その顔はぜひお願いします、といっていた。
「気づかなくてごめんなさいね」
ちょっと待っててね、とマイヤーさんはお酒をとりにいくため椅子から立ち上がる。
「遠慮の知らぬ、ずうずうしい奴め」
「うるせえ。ずっと酒も煙草も女もおあずけだったんだ。禁断症状で死にそうなんだよ!」
文句あるか、とイェンは吐き捨てる。
「酒も煙草も……お、女……」
言いかけてエーファはいや、と首を振る。
「エレレザレレで何があったのだ?」
「何? 俺のことに興味があるわけ?」
「そういう意味ではない! 誰が貴様のことなど」
「それとも、あんた俺のこと慰めてくれんの? 抱かせてくれる?」
「だ、だ、だ、な……何を……っ!」
「だけど俺、久しぶりすぎて激しくがっついちゃいそ。寝かせないよ」
「な、な……」
口をあわあわさせ、顔を真っ赤にするエーファから視線をそらし、イェンはフォークに刺した鶏肉にかじりつく。
「う、うまい! このぱりっとした食感。中からあふれる肉汁!」
マイヤーさんは嬉しそうに笑って、イェンのためにお酒を持ってきてくれた。
「ねえイヴン、離れていた間のお話を聞かせて」
リプリーにうながされ、イヴンはこれまでの出来事を語った。
仕事のこと、四人組の男たちのこと、初めてもらったお給料の喜び。
楽しそうに語るイヴンの横で、リプリーは相づちを打ったり質問を返したりと、にこにこしながら聞いていた。

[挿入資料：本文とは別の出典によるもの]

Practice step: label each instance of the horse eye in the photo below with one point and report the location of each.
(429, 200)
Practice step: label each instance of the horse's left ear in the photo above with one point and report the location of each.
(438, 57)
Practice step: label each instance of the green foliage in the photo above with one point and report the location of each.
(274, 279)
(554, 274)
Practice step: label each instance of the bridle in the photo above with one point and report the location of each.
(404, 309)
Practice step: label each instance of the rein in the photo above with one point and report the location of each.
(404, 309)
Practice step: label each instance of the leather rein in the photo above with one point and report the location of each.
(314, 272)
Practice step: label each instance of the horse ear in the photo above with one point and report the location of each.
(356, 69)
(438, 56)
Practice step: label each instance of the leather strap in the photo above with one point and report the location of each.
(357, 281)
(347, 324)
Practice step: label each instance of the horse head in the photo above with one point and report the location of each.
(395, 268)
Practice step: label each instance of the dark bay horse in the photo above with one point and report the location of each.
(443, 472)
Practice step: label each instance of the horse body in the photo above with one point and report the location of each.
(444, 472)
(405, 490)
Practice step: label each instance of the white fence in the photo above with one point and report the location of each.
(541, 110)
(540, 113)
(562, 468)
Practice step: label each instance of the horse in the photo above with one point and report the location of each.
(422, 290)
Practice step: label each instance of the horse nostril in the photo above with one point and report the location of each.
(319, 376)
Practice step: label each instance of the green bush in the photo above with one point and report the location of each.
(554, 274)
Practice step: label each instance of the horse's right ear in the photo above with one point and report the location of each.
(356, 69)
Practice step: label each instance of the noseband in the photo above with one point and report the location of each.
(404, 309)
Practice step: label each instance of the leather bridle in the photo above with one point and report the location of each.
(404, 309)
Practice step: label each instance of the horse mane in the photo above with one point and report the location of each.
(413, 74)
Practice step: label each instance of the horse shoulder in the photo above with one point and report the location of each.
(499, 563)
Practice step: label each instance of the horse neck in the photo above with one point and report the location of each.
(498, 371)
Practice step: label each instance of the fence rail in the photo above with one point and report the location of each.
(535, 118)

「そうだ、お土産があるんだ。仕事先の親方からいただいたものだけど」
イヴンはテーブルの上に並べられたお皿を少しずつよけて隙間をつくり、足下に置いてあった袋をどんと置く。
エーファとリプリーは袋の中をのぞき込む。
「すごいわ。お魚の干物ね。おいしそう!」
「うん。今日の朝、いただいたばかりだから」
「今日の朝?」
訝しむ目でエーファはイヴンを見る。
「あ、えっと、その……」
うっかり口を滑らせてしまったイヴンはしまった、という顔をする。
「どういうことだ?」
さらに、容赦なくつっこみを入れてくるエーファに、イヴンは視線を不自然に泳がせ言葉につまらせ口ごもる。
「ああ! 酒がうまいっ!」
エーファは、ぎろりとイェンを睨みつけた。
「うるさいぞ! 静かに飲めんのか」
久しぶりの酒に、イェンは一気にぐいっと飲みほしあらたにグラスにそそぐを繰り返す。
「あんたも一杯どうよ」
「私は酒は飲まぬ」
「何? 俺様の酒が飲めないってか?」
酔っぱらいの決まり文句を口にして、イェンは半眼でエーファに顔を近づけた。
「ほう? 貴様はいつからこの私にそのような口を利くように、なっ……た……っ?」
不意にイェンの人差し指がエーファのあごに軽くかけられた。
「な、何を……」
さらに、イェンの唇がゆっくりとエーファの耳元へと寄せられる。
「怒った顔も可愛いよ。エーファちゃん」
吐息混じりで耳元でささやかれてエーファはぶるっと身体を震わせる。
「エーファちゃんだと! き、貴様はこの私を愚弄する、気か……っ!」
顔を真っ赤にして、エーファは右手こぶしを振り上げた。が、その手は行き場を失い空でとまる。何故なら、脱力してイェンが椅子から落ち、そのまま床の上で眠り込んでしまったからである。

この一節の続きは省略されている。